2022 was an awful year for investors in most assets, including property. In the US new mortgage applications in Q3 of 2022 were down 47% year-on-year ; in the UK house prices fell by 2.3% month-on-month last November, the biggest drop since 2008. In Sweden home values have drop by 15% from their peak early in 2022 ; German house prices were forecast by Deutsche Bank at the start of December to drop by up to 25%
So where could you have turned to, to protect your wealth?

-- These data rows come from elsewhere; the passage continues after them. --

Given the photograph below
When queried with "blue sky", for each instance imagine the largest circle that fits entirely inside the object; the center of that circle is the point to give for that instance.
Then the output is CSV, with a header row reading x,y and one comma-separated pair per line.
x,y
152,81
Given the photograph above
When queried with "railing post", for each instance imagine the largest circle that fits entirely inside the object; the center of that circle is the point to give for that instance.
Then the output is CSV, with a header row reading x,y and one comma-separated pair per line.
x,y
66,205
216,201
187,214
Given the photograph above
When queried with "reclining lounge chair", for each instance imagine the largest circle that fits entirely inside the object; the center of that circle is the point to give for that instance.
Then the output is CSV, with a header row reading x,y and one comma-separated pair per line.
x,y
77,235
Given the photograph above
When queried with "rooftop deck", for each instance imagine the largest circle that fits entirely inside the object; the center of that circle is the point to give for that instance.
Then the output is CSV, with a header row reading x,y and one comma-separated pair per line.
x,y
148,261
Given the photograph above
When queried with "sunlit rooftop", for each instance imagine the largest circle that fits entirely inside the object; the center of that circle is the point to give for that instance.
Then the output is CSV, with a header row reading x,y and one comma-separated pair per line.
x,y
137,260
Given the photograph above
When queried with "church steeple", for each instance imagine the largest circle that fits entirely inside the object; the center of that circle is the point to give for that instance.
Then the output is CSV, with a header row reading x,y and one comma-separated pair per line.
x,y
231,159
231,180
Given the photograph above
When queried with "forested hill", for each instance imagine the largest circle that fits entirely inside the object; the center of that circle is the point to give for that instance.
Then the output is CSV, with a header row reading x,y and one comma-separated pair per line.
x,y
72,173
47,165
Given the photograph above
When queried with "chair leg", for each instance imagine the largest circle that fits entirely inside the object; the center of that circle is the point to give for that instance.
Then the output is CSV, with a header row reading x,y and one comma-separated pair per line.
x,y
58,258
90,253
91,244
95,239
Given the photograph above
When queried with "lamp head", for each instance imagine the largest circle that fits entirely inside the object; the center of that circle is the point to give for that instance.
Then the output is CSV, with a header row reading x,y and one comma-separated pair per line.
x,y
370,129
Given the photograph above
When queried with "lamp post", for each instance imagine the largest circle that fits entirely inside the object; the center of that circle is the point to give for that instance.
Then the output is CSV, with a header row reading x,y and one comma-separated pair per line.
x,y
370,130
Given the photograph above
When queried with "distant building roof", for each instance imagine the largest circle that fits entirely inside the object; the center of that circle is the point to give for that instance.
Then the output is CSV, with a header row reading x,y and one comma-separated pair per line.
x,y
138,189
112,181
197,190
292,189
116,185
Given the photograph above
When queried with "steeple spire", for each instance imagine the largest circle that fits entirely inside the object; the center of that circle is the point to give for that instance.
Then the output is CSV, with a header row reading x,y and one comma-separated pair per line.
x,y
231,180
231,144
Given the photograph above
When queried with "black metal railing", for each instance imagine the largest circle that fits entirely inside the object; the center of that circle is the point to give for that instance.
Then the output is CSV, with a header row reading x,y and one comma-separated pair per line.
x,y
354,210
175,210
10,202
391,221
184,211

Perhaps look to central banks, which accumulated more gold than at any time in the past 55 years. It’s almost as if central banks were laying in stores for an expected coming storm. Some analysts see the bigger central bank gold-buying as delivering a pointed message – they don’t want to be too exposed to the US Dollar. Russia’s central bank had more than $150 billion of US Treasuries in 2012; today it’s around $2 billion, while its gold holdings have risen to more than 1,350 tonnes.
And while most other asset classes nose-dived last year, gold held onto, and even managed to increase, gains achieved in earlier years. In US Dollar terms the gold price in early January 2022 was $1,795.19 an ounce; on 1 January this year it was $1,823.70, a modest gain of almost 1.6%. In Pound Sterling terms the gain over the same period was even more marked, at 14.5%. This was a remarkable achievement, given that the US Federal Reserve pushed interest rates to their highest level for 15 years, to a range of 4.25%-4.5%, strengthening the Dollar. A stronger Dollar usually tends to depress gold prices; so the question is, what might the gold price have been if the Dollar had not been so strong? That counter-factual is obviously impossible to answer.
When might the Fed end its rate hikes? Not this year if it’s true to its word from last December; it will continue to raise rates to around 5%-5.25%. The earliest we can currently expect rates to fall is in 2024.